Just hit iceland yesterday, here for four days on a stopover bound for Ukraine.
Don't look for data sheet, others have done better and I'm a LTR guy not a PUA guy, but some information is useful to both types of us.
Please don't blast me if I don't cover what you want or if you disagree, it's just my impressions, and the price is right.
First off, I'm over 50, 5'9", 50-50 Scandinavian-Italian; and average looking.

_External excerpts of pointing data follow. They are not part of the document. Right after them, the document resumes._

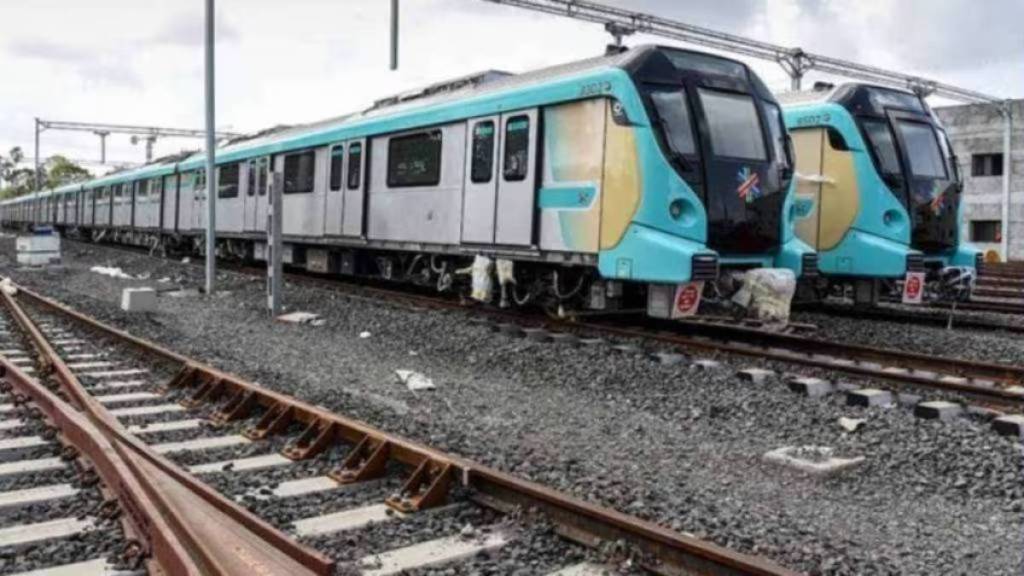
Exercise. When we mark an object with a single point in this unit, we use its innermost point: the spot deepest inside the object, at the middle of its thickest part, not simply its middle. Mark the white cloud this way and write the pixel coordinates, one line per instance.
(141, 63)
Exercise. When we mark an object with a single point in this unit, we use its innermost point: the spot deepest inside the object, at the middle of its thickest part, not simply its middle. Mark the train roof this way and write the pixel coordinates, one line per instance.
(824, 93)
(284, 138)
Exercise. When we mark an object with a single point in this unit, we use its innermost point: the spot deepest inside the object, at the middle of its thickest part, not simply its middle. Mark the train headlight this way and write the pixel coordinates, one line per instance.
(676, 209)
(892, 218)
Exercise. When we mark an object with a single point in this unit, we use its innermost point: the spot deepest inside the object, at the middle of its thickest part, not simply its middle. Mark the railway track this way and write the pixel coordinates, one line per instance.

Some procedural details: Iceland is on British time, so the sun rose today (Dec 4) at noon. it's now 3 PM and it's late afternoon. BY 6 PM it's night; Reykjavik is the northernmost capital in the world. However, it never gets cold like northern or central Russia because of the surrounding sea, so the lower limit is about 15 degrees fahrenheit by the coast.
(1) THE BRAIN-DEAD NARRATOR ARRIVES ON THE RED-EYE
There are apparently only something like two inbound planes a day in the winter, the 8-hour overnight flight really was really draining for me in a packed 747.
There was one stunning, tall blond stew who kept smiling and staring at me. She was something like 5'11". When I went back to her station to ask for water I saw she was in her late 30's, but with killer genes so she was aging magnificently. Her face was so well-defined there was nothing to sag to show age. I was peacocking a bizarre combination of long, wild blond hair, a white shirt, black tie, and jade necklace.
Contrastingly, I had a window seat next to a chubby Icelandic couple who offered me my first hint of Icelandic coldness and personal space perception. When I needed to go the bathroom they simply shifted their knees a little to one side, apparently inviting me to push by them or climb over them by stepping on the front corners of their seats. ( I did the latter)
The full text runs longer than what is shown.